About the Asset Reserve Certificate (ARC)

The Asset Reserve Certificate (ARC) is a proposed stablecoin-like model backed entirely by Government of India securities (G-Secs) and Treasury Bills. Each ARC token corresponds directly to these sovereign assets, ensuring that digital issuance reflects real, verifiable reserves.

Unlike speculative crypto assets, the ARC is designed to operate within India’s regulated financial system, providing a safe digital representation of the rupee. Each ARC token is backed 1:1 by sovereign debt, mirroring the value of the Indian Rupee. For every token issued, an equivalent amount of government securities is purchased and held as collateral.

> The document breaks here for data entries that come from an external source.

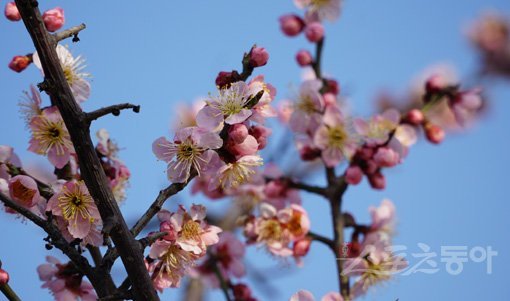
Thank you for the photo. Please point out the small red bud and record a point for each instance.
(434, 133)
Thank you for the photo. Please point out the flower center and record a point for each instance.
(271, 230)
(21, 192)
(337, 136)
(75, 203)
(319, 3)
(191, 230)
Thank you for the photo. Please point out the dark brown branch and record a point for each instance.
(71, 32)
(9, 293)
(158, 204)
(57, 239)
(91, 170)
(317, 237)
(114, 110)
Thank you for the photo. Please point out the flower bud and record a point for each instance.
(238, 132)
(353, 175)
(241, 291)
(301, 247)
(4, 277)
(386, 157)
(377, 181)
(304, 58)
(11, 12)
(332, 86)
(415, 117)
(54, 19)
(291, 25)
(329, 99)
(225, 78)
(314, 32)
(19, 63)
(434, 133)
(258, 56)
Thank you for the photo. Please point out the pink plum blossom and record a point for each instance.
(76, 206)
(63, 283)
(334, 139)
(304, 295)
(11, 12)
(24, 191)
(321, 9)
(73, 70)
(192, 148)
(377, 130)
(228, 106)
(50, 137)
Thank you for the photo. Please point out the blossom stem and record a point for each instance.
(114, 110)
(9, 293)
(71, 32)
(92, 173)
(223, 283)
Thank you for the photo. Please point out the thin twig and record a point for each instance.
(317, 237)
(71, 32)
(114, 110)
(9, 293)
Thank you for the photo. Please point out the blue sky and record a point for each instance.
(160, 53)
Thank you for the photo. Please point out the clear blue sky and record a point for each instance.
(159, 53)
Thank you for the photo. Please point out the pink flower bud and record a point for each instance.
(226, 78)
(275, 189)
(258, 56)
(238, 132)
(4, 277)
(11, 12)
(386, 157)
(53, 19)
(291, 25)
(301, 247)
(314, 32)
(377, 181)
(353, 175)
(370, 167)
(241, 291)
(260, 133)
(304, 58)
(415, 117)
(332, 86)
(435, 84)
(329, 99)
(434, 133)
(19, 63)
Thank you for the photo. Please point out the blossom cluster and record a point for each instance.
(188, 236)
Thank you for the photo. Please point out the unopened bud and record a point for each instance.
(291, 25)
(314, 32)
(304, 58)
(19, 63)
(54, 19)
(11, 12)
(258, 56)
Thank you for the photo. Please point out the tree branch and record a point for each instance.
(9, 293)
(114, 110)
(71, 32)
(91, 170)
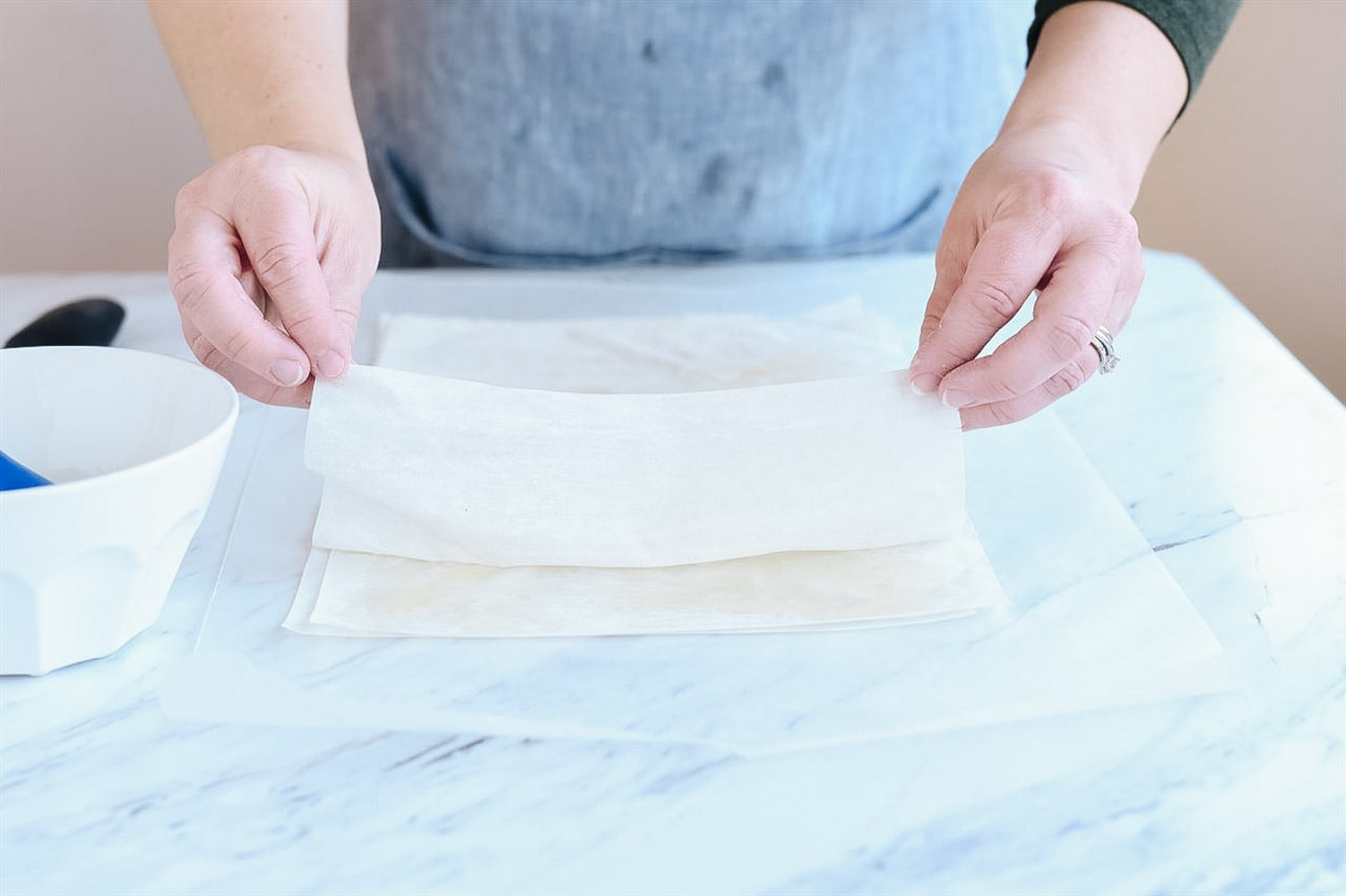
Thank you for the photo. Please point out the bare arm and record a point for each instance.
(1048, 207)
(264, 73)
(276, 243)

This mechanism ensures full transparency, non-speculative value, and direct integration with India’s financial infrastructure. The ARC’s design links token creation to real-world assets, setting it apart from foreign USD-backed stablecoins.

System Design: The Twin-Rupee Model

The ARC framework operates on a “Twin-Rupee” model that differentiates two complementary layers:

  • CBDC (Digital Rupee): Managed directly by the Reserve Bank of India (RBI), it serves as the settlement backbone of the system.
  • ARC Tokens: Issued by regulated private players, they function as a programmable, low-cost innovation layer for everyday use cases.

This structure allows private innovation within the boundaries of state oversight which enables fast, programmable payments while maintaining monetary sovereignty and policy control.

Objectives & Benefits

The ARC project aims to strengthen, not disrupt, India’s financial stability. Its primary objectives include:

  • Supporting the RBI’s monetary framework through sovereign-backed liquidity.
  • Encouraging domestic capital formation by driving demand for government bonds.
  • Preventing capital outflow into USD-based stablecoins, keeping liquidity within India.
  • Reducing remittance costs and speeding up settlements through digital rails.
  • Promoting monetary sovereignty by keeping digital assets anchored to Indian value.

If successful, this model could make India a global reference point for regulated digital money ecosystems. Polygon brings its global blockchain infrastructure and credibility, having previously collaborated with institutions like BlackRock, JPMorgan, and Franklin Templeton on asset tokenization.

Anq provides domestic regulatory expertise and financial inclusion experience, focusing on real-world tokenization for MSMEs and local markets. Together, Polygon and Anq combine global Web3 innovation with India’s regulated financial systems, making ARC both technologically advanced and locally compliant.